Подувший откуда-то сквозняк принес с собой запахи поздней осени. Прелость опавшей листвы, хрустящую свежесть спелых яблок и аромат стоячей воды, подернутой темными водорослями. Они пробуждали в нём какую-то тягучую меланхолию и смешивали мысли в этой густой мелодии увядания. Так пах дом. Мрачный пыльный особняк в кантоне. Мариуса тянуло сюда, пускай во сне, пускай совсем ненадолго, главное увидеть её.
Каждый раз, закрывая глаза, отчаянно хотелось оказаться именно здесь и остаться навсегда.
По стенам мельтешили тени. Все вокруг подрагивало, будто неустойчивая проказница иллюзия стремилась раствориться без следа. Моргот осмотрелся и бросился прямо по коридору к гостиной. Страх, что он не увидит её там, сдавливал горло, а холодный липкий пот стекал по спине. Заметив знакомую фигуру за старым роялем, он облегченно вздохнул, облокотился на дверь. Мариус хорошо помнил, как матушка заставляла его разучивать ненавистные ноты. После гибели родителей он не садился за инструмент, но любил слушать, как играет она.
Заклинатель приблизился, стараясь ступать осторожно. Ему не хотелось спугнуть этот мираж. Дотронулся до её плеча.
Многоликая повернулась и поднялась навстречу. Встретившись с ней взглядом, Мариус судорожно вздохнул. Сон слишком сильно походил на реальность. Она прикрыла глаза и с улыбкой потерлась щекой о его ладонь.
— Тебе пора отпустить меня, Мариус.
Прикосновения были нежными. Они напоминали проблеск солнца средь хмурых осенних туч: теплое, едва ощутимое и почти единственное, что рассеяло в его душе мрак. Счастье не сводилось к красивым словам, долгим разговорам, оно таилось вот в таких моментах, которые надлежало беречь и хранить.
Мариусу хотелось просто схватить её и выдернуть из своих грёз в настоящее. Забыть о кошмаре, стереть его.
— Ты ведь обещала… обещала мне, что все будет хорошо!
— Будет. Вот увидишь, — шепот тихий, обволакивающий.
Даже во сне она оставалась невыносимой. Какой же она казалась настоящей! Мариус ощущал тепло и вкус поцелуя с горчинкой корицы. Запах лавандового масла, свечей…
Острые ногти впились в плечи. Он дернулся и увидел маску, перед которой трепетали все, и никто никогда не пытался понять, что на самом деле скрывается за обезображенным ликом.

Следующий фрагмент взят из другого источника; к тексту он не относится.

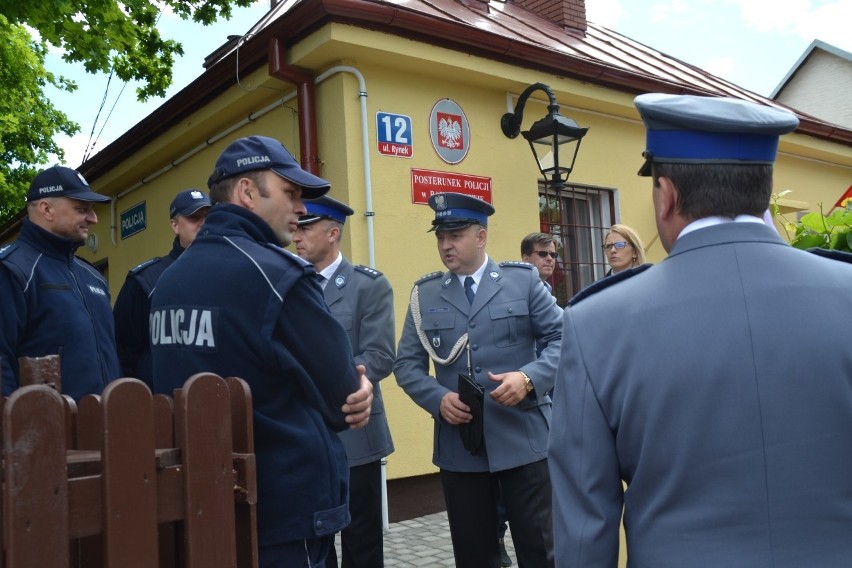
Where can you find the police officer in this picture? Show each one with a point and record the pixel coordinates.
(51, 301)
(361, 299)
(235, 303)
(186, 213)
(482, 319)
(683, 380)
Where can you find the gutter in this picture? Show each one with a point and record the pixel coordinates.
(309, 15)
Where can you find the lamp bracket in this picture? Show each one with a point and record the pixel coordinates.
(510, 123)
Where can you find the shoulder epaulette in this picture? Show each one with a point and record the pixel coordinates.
(596, 287)
(516, 264)
(832, 254)
(430, 276)
(371, 272)
(6, 250)
(143, 265)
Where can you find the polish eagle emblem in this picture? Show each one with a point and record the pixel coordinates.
(450, 131)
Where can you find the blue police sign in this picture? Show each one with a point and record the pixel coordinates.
(133, 220)
(393, 134)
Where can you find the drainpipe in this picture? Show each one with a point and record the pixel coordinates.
(365, 148)
(308, 135)
(308, 123)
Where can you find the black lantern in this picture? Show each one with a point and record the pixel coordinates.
(554, 135)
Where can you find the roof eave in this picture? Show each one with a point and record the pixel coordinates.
(310, 14)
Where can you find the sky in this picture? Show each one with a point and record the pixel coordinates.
(751, 43)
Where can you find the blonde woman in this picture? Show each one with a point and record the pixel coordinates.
(623, 249)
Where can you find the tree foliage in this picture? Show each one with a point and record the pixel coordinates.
(818, 230)
(118, 36)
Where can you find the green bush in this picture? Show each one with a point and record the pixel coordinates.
(815, 229)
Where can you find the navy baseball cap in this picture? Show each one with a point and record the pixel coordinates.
(59, 181)
(188, 202)
(689, 129)
(264, 153)
(457, 211)
(325, 208)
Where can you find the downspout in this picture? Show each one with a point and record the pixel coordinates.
(305, 94)
(308, 134)
(304, 82)
(365, 148)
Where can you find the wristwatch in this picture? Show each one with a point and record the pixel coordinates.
(527, 382)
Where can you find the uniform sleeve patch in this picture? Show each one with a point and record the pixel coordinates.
(430, 276)
(371, 272)
(7, 249)
(604, 283)
(142, 266)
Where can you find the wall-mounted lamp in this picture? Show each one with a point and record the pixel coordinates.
(549, 137)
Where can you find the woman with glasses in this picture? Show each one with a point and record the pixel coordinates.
(623, 249)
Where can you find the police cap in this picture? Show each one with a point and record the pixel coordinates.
(688, 129)
(325, 208)
(457, 211)
(264, 153)
(59, 181)
(188, 202)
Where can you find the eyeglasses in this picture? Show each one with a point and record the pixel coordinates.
(545, 254)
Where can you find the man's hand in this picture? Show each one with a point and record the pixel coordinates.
(359, 403)
(453, 410)
(511, 390)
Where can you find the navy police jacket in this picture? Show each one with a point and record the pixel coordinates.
(52, 302)
(237, 304)
(131, 315)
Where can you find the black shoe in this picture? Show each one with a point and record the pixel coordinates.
(504, 556)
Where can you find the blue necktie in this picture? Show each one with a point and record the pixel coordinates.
(468, 289)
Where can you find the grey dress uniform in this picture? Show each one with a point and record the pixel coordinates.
(510, 311)
(508, 314)
(361, 299)
(717, 384)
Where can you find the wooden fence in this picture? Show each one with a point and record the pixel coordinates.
(127, 479)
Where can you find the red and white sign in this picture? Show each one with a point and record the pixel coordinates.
(425, 183)
(843, 197)
(449, 131)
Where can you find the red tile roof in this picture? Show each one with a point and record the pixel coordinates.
(502, 31)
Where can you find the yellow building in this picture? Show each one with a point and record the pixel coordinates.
(357, 90)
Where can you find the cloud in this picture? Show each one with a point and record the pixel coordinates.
(75, 149)
(669, 13)
(819, 19)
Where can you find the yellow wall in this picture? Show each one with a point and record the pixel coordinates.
(406, 77)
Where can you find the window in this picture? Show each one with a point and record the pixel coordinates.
(578, 216)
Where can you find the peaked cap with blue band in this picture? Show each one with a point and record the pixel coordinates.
(59, 181)
(457, 211)
(688, 129)
(254, 153)
(325, 208)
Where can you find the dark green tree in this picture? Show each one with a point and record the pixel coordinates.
(118, 36)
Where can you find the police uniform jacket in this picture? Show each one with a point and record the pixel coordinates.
(510, 311)
(237, 304)
(361, 299)
(131, 315)
(717, 385)
(52, 302)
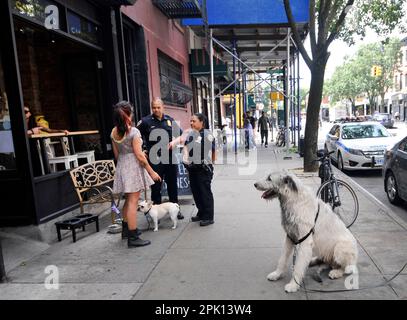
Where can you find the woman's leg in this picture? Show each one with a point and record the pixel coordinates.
(131, 209)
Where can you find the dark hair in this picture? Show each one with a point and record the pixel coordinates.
(201, 117)
(122, 117)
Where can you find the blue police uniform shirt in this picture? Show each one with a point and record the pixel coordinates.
(167, 127)
(199, 146)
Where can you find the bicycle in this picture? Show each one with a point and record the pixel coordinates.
(337, 193)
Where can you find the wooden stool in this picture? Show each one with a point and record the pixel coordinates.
(75, 223)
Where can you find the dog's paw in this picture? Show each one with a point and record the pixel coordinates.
(291, 287)
(274, 276)
(335, 274)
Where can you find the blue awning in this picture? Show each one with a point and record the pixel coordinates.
(251, 12)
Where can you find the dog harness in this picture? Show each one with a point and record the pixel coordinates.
(308, 234)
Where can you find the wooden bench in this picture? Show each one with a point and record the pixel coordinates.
(91, 182)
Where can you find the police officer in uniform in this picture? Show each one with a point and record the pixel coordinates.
(198, 156)
(157, 131)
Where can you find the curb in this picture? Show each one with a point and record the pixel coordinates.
(380, 204)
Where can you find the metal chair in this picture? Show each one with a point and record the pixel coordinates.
(54, 160)
(88, 155)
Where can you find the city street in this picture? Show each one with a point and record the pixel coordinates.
(371, 180)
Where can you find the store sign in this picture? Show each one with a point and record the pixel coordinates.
(182, 180)
(43, 11)
(83, 28)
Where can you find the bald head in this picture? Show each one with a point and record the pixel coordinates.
(157, 107)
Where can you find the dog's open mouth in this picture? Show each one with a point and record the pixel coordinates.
(268, 194)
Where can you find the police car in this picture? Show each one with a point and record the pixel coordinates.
(359, 145)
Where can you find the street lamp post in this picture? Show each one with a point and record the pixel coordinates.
(2, 268)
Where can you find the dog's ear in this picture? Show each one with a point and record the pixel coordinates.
(289, 181)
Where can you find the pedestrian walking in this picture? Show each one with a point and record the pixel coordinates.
(263, 128)
(161, 134)
(248, 132)
(198, 157)
(133, 172)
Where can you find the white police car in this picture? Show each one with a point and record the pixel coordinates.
(359, 145)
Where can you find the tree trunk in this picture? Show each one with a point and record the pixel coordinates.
(314, 105)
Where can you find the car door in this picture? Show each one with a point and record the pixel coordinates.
(330, 138)
(400, 168)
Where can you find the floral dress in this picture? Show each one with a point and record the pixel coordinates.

— Все закончится там, где и началось! Кровь смоет кровь, и миры соприкоснутся вновь! — Провидица оттолкнула его.
И всё оборвалось в миг.
Мариус распахнул глаза и увидел перед собой лицо Кхалессы. Ведьма вальяжно расположилась на кровати и улыбалась, склонившись над ним. Её длинные чёрные волосы, змеями скользили по подушкам. Маг подскочил как ужаленный, чем только повеселил Истинную.
— Разве ты не должна развлекаться со своим суженным? Он теперь свободен от вечно хмурого и непреступного Маккивера.
Сложно было привыкнуть к мысли, что Эдгара больше нет. Ещё одна смерть. И сколько их будет, прежде чем всё закончится?
Заклинатель потянулся к графину с водой, но передумал и схватил бутылку со скотчем.
— У нас с Фенриром свободные отношения, — потягиваясь, промурлыкала она.
Моргот залпом осушил бокал, даже не различив вкуса.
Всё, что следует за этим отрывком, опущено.